South Africa will not be forced to side with any world power, President Cyril Ramaphosa said on Sunday as he prepared to host a summit of major emerging economies.

The meeting in Johannesburg this week of the BRICS countries – Brazil, Russia, India, China and South Africa – will seek to broaden their influence and push for change in global geopolitics.

South Africa’s hosting of the summit highlighted its ties to the Kremlin, especially as it refused to condemn Russia’s invasion of Ukraine.

“Even if some of our critics prefer to openly support their political and ideological choices, we will not allow ourselves to be drawn into a competition between global powers,” Ramaphosa said in a televised state of the nation address.

“We have resisted pressure to align ourselves with any of the world powers or influential blocs of nations,” he said.

Ramaphosa will be joined at the BRICS summit by Chinese President Xi Jinping, Indian Prime Minister Narendra Modi and Brazilian President Luiz Inacio Lula da Silva.

Russia will be represented by Foreign Minister Sergei Lavrov, with online participation by President Vladimir Putin. Poutine decided against his presence in person because he is the target of an arrest warrant from the International Criminal Court which South Africa is in theory obliged to execute.

The mandate triggered a diplomatic dilemma for weeks until Putin’s decision was announced, given South Africa’s long-standing ties to Russia and South Africa’s refusal to arrest former Sudanese dictator Omar al -Bashir in 2015 in a similar situation.

Around 50 other non-BRICS leaders – including Iran’s Ebrahim Raisi and Indonesian President Joko Widodo – have confirmed they will attend the talks.

BRICS countries account for about a quarter of the global economy and interest in joining the group has increased this year.
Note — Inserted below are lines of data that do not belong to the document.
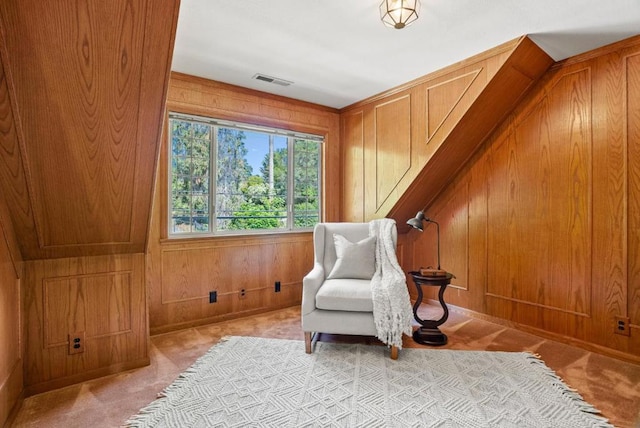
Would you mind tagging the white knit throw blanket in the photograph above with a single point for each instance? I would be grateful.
(392, 310)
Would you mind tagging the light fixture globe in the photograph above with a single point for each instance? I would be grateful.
(399, 13)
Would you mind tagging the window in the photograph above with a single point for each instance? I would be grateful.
(236, 178)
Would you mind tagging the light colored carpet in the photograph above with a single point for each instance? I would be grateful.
(258, 382)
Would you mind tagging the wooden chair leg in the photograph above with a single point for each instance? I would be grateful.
(394, 352)
(307, 342)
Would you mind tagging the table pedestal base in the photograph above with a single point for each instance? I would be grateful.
(430, 336)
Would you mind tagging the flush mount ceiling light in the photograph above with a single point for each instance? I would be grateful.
(399, 13)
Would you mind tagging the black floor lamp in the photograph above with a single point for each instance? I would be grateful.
(417, 223)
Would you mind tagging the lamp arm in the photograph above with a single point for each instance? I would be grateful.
(438, 237)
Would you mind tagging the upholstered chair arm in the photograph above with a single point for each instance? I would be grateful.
(310, 285)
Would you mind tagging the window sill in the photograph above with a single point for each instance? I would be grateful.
(261, 236)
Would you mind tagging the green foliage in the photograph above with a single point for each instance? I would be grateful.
(243, 201)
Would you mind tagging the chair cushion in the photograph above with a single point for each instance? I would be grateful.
(354, 260)
(345, 295)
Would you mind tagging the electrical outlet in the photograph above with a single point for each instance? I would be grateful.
(622, 326)
(76, 343)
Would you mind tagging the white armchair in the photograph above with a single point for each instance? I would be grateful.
(336, 294)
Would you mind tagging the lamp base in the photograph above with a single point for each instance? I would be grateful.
(429, 336)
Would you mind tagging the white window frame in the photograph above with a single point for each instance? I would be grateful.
(213, 156)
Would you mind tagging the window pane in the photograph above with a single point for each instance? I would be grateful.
(306, 201)
(251, 186)
(190, 151)
(252, 180)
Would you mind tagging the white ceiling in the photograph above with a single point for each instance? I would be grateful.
(338, 52)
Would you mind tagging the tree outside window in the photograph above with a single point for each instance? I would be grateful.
(254, 179)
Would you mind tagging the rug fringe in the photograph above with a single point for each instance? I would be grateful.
(568, 391)
(141, 418)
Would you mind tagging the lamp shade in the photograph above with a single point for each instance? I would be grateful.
(399, 13)
(417, 221)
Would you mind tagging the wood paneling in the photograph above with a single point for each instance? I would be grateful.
(11, 371)
(440, 122)
(87, 100)
(182, 272)
(546, 212)
(102, 296)
(632, 69)
(392, 124)
(227, 266)
(443, 97)
(353, 160)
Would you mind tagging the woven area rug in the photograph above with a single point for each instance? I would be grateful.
(257, 382)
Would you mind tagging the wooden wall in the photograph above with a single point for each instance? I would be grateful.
(86, 85)
(100, 299)
(11, 352)
(541, 228)
(402, 147)
(82, 94)
(182, 272)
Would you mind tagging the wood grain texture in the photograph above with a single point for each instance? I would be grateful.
(352, 142)
(449, 114)
(443, 97)
(182, 272)
(98, 72)
(103, 296)
(11, 370)
(632, 71)
(392, 124)
(553, 207)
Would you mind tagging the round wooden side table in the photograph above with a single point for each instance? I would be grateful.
(429, 333)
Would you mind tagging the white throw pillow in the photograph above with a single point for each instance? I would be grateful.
(357, 261)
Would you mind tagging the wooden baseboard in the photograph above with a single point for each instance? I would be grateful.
(11, 395)
(85, 376)
(591, 347)
(168, 328)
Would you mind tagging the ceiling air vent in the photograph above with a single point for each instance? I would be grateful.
(270, 79)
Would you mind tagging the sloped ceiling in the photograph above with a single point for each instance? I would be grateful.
(338, 52)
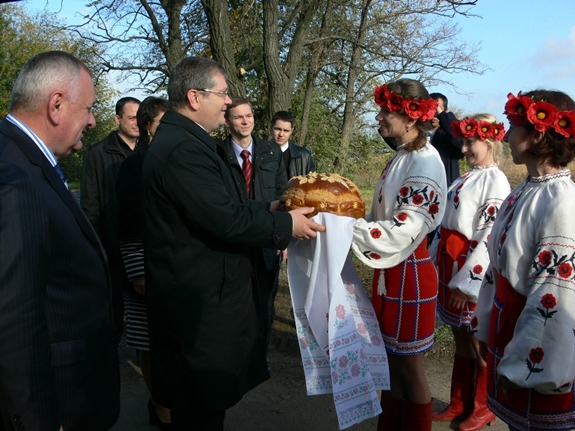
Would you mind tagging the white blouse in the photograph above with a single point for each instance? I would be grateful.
(532, 245)
(473, 202)
(408, 203)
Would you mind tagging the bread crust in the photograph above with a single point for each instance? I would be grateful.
(325, 193)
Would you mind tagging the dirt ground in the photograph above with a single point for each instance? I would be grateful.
(281, 403)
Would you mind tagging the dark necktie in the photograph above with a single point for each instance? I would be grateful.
(247, 170)
(60, 172)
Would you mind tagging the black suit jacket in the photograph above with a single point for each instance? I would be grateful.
(57, 355)
(207, 345)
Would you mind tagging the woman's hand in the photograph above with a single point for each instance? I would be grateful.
(504, 384)
(457, 299)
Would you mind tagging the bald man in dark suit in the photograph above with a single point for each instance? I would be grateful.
(58, 361)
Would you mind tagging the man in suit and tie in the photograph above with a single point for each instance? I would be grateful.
(206, 341)
(267, 183)
(298, 160)
(58, 360)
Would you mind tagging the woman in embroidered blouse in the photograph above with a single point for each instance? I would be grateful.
(526, 306)
(408, 204)
(473, 201)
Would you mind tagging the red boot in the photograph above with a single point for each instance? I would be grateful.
(390, 418)
(462, 379)
(481, 415)
(416, 417)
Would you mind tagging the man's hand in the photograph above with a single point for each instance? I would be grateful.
(140, 285)
(304, 228)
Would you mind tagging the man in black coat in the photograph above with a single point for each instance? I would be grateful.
(98, 194)
(207, 349)
(448, 146)
(268, 181)
(58, 361)
(297, 160)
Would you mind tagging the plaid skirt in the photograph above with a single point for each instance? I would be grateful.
(136, 312)
(406, 312)
(453, 316)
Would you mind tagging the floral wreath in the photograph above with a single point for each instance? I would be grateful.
(543, 115)
(420, 109)
(470, 128)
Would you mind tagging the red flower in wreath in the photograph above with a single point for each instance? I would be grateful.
(564, 123)
(544, 257)
(498, 131)
(516, 108)
(375, 233)
(536, 355)
(541, 115)
(417, 199)
(548, 301)
(401, 217)
(565, 270)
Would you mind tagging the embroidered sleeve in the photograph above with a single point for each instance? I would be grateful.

At least 40 countries have expressed interest in becoming members, and 23 have submitted their applications. Countries aspiring to become members of BRICS include Argentina, Bangladesh, Bahrain, Cuba, EthiopiaIndonesia, Iran, Nigeria and Saudi Arabia.

South Africa said it supported calls to open BRICS membership.

“An expanded BRICS will represent a diverse group of nations with different political systems that share a common desire to have a more balanced world order,” Ramaphosa said.

Expansion plans were first mooted last year, according to South African Foreign Minister Naledi Pandor.